Gönüllü sadelik ayrıca, gelişmiş toplumlarda bireylerin tüketim olgunluğuna ulaşmasıyla daha bilinçli tüketime yöneldiği durumlarda da yaygınlaştığı söylenebilir. Gönüllü sadelik bireyin hem iç dünyasında hem de dış dünyaya yansımalarında yaşanan bir durumdur. 1936 yılında Richard Gregg tarafından felsefi bir deneme olarak ortaya çıkan bu akım, samimi olma ve dürüst davranışlara sahip olmayı yaşamın odak noktasına koyar. Gönüllü sadelik, fazlalık ve kalabalıklardan uzaklaşmayı savunmaktadır.
Gönüllü sadelik, dışardan bakıldığında sade olmayı ancak iç dünyada zengin olmayı hedeflemektedir. Gönüllüğü sadeliği benimsemiş bir birey tüketim tarzında ve alışkanlıklarında değişiklikler gerçekleştirir. Yaşam alanında tarımsal faaliyetler gerçekleştirmek, tüketimi azaltma, toplu taşıma araçlarını kullanmak, ikinci el ürünlerin yeniden tutundurulması, ürün bakım ve onarımlarının gerçekleştirilmesi gibi tüketim etkinlikleri gönüllü sadeliğe örnek gösterilebilir.

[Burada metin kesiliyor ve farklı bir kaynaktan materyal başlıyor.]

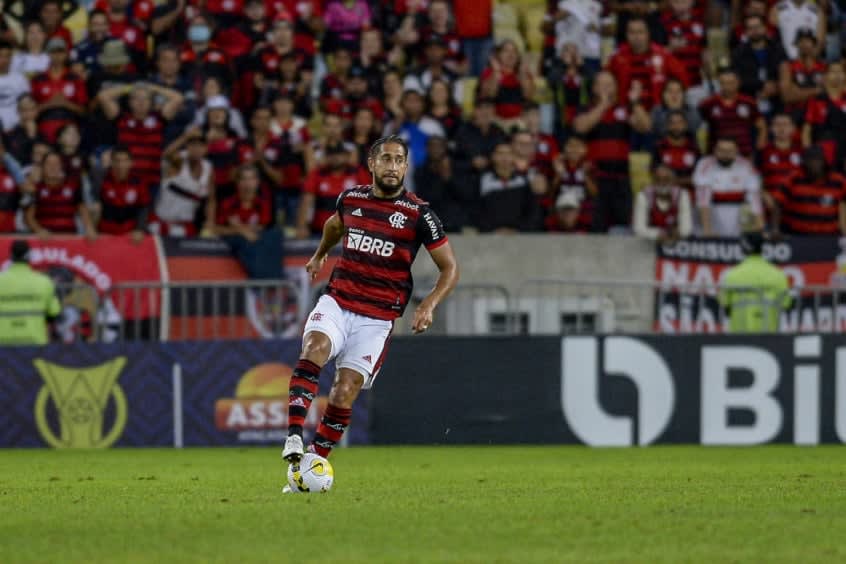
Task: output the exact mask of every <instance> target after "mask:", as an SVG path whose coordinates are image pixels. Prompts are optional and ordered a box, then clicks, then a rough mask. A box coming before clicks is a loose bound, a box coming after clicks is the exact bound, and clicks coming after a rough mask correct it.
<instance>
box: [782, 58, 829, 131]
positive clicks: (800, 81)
mask: <svg viewBox="0 0 846 564" xmlns="http://www.w3.org/2000/svg"><path fill="white" fill-rule="evenodd" d="M788 68H789V69H790V78H791V80H792V81H793V84H795V85H796V86H798V87H799V88H815V87H817V86H821V85H822V80H823V75H824V74H825V70H826V69H827V68H828V65H826V64H825V63H824V62H823V61H819V60H816V61H814V62H813V63H811V65H810V66H808V65H806V64H805V63H803V62H802V61H801V60H799V59H794V60H792V61H790V62H789V63H788ZM805 104H806V102H800V103H796V104H786V105H785V108H784V109H785V111H787V112H790V113H791V114H796V113H797V112H803V111H804V110H805ZM797 117H799V118H800V119H801V117H802V114H801V113H800V114H798V116H797Z"/></svg>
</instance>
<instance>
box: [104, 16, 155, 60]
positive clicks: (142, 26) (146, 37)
mask: <svg viewBox="0 0 846 564" xmlns="http://www.w3.org/2000/svg"><path fill="white" fill-rule="evenodd" d="M136 4H138V5H139V6H141V10H140V11H138V13H137V15H138V16H140V17H138V18H133V17H131V16H130V10H129V2H128V1H127V0H109V3H108V6H107V7H106V9H105V12H106V16H107V17H108V19H109V35H110V36H111V37H112V38H113V39H119V40H120V41H122V42H123V44H124V45H125V46H126V48H127V49H128V50H129V56H130V58H131V59H132V64H133V66H134V67H135V69H134V70H135V71H136V72H138V73H140V74H144V73H146V72H147V70H148V68H149V64H148V63H149V59H148V58H147V34H146V32H145V29H146V27H145V22H146V21H147V18H148V17H149V16H150V14H151V13H152V3H151V2H147V1H145V2H140V3H136Z"/></svg>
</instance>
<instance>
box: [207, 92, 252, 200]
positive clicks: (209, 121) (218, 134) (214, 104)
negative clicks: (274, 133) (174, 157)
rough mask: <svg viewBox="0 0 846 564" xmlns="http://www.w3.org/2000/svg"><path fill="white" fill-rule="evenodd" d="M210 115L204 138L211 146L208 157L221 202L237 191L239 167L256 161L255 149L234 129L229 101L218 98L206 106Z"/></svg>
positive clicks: (209, 116)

Gönüllü sadelik tüketimin azaltılmasını ve tüketim harcamalarının daha bilinçli yapılması gerektiğini savunur. Bu durum, pazarlamacılar için bir tehdit olarak görülmese bile beraberinde yeni bir tüketici segmentini de ortaya çıkardığı söylenebilir. Bu tüketici segmenti için özel ürün, fiyat ve tutundurma faaliyetleri geliştirilerek bu hedef kitleye ulaşılmaya çalışılabilir. Gönüllü sadelik akımını benimseyen bireyler incelendiğinde, ekonomik sıkıntı içerisinde olan bireylerden çok lüks bir yaşam imkanına sahip olabilecek, gelir düzeyi yüksek bireylerin bu akımı daha çok benimsediği görülmektedir. Bu sınıfta yer alan bireylerin gönüllü sadelik akımını benimsemesinin temel nedeni, tüketimi azaltarak yaşamdan alınan tatmini arttırmayı hedeflemeleridir.